Pfizer Inc., the world’s largest drugmaker, failed to win U.S. regulators’ approval of its drug to treat TTR-FAP, a rare and deadly genetic disorder affecting 8,000 people worldwide.
The Food and Drug Administration asked for a second clinical trial showing the effectiveness of tafamidis meglumine, New York-based Pfizer said today in a statement. The pill would be the first approved treatment in the U.S. for TTR-FAP, or Transthyretin Familial Amyloid Polyneuropathy.
TTR-FAP robs patients of the use of their limbs from the feet upwards, and as their digestive system turns against them, they waste away and die in about a decade. In Europe, the drug was approved in November for sale under the name Vyndaqel. Pfizer estimates there are 3,000 U.S. patients.
“TTR-FAP is a relentless and debilitating disease. We understand the urgent need within the patient community and stand firmly behind this innovative medicine,” Yvonne Greenstreet, senior vice president and head of medicines development group for Pfizer’s Specialty Care Business Unit, said in the company’s statement. “It is our intention to request a meeting as soon as possible with the agency in order to discuss a potential path forward.”
Tafamidis works by locking down transthyretin, a protein made by the liver. In healthy people, the protein holds together.
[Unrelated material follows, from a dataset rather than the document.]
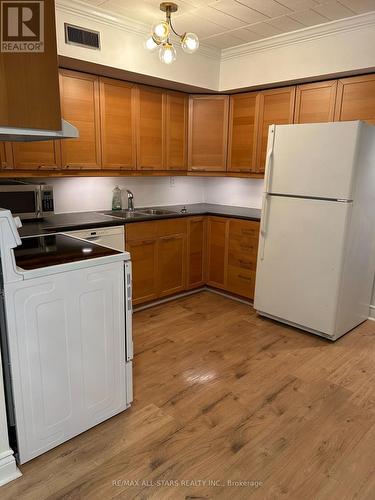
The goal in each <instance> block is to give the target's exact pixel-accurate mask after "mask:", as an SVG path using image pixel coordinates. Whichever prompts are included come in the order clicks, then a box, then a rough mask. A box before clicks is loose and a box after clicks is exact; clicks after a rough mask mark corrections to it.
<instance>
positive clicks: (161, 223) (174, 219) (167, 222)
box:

In those with TTR-FAP, it breaks apart, forming toxic plaques that attack the body’s longest nerves, paralyzing limbs and ruining the digestive system.
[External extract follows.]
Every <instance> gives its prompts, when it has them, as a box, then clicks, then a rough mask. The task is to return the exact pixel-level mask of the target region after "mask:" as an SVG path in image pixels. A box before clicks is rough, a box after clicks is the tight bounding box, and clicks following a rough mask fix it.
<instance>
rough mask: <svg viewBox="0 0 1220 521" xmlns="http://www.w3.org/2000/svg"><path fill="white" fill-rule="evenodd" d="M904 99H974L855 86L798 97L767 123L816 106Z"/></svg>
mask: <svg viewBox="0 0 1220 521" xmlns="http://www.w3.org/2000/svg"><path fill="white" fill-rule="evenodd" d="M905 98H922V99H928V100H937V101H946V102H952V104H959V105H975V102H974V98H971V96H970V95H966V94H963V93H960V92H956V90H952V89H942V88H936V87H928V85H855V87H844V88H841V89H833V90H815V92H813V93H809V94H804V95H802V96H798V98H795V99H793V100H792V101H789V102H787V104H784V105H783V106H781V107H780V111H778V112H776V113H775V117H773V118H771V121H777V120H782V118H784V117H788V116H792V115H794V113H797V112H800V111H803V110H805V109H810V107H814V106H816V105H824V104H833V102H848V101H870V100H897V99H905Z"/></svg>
The current treatment is a liver transplant -- the organ produces the problematic protein and a new one can extend patients’ lives.
Analysts haven’t estimated a market for the medicines. Pfizer declined to comment on its European or potential U.S. sales.
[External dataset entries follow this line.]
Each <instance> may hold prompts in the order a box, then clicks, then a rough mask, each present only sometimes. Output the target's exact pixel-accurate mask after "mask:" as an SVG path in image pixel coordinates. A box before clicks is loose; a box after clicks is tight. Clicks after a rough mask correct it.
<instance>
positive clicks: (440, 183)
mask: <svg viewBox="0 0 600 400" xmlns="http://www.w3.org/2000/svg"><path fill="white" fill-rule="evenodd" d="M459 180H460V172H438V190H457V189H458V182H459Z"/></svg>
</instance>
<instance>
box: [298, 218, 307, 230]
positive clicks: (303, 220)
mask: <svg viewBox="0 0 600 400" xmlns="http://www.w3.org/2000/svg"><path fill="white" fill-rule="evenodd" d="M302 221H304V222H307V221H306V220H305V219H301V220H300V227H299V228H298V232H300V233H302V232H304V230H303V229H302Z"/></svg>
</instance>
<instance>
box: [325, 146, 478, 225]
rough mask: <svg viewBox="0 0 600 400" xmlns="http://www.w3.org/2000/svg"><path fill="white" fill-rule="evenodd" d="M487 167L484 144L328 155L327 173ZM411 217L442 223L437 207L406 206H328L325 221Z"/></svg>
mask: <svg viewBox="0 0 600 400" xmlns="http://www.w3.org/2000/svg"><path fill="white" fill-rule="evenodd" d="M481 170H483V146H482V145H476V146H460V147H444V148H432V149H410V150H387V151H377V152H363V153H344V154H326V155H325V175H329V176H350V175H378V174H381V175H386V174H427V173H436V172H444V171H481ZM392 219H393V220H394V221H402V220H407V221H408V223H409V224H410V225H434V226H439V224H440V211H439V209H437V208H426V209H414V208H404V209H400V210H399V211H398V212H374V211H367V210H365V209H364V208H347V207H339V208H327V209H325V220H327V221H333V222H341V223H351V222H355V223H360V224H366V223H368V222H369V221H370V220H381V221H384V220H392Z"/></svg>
Alnylam Pharmaceuticals Inc., based in Cambridge, Massachusetts, also has a drug in early trials to treat TTR-FAP. Isis Pharmaceuticals Inc., based in Carlsbad, California, and London-based GlaxoSmithKline Plc have teamed to develop a treatment.
The Alnylam and Isis drugs stop production of the transthyretin protein, said Rodney Falk, director of Boston-based Brigham and Women’s Hospital’s program for cardiac amyloidosis, a related disease where patients’ heart muscles are damaged.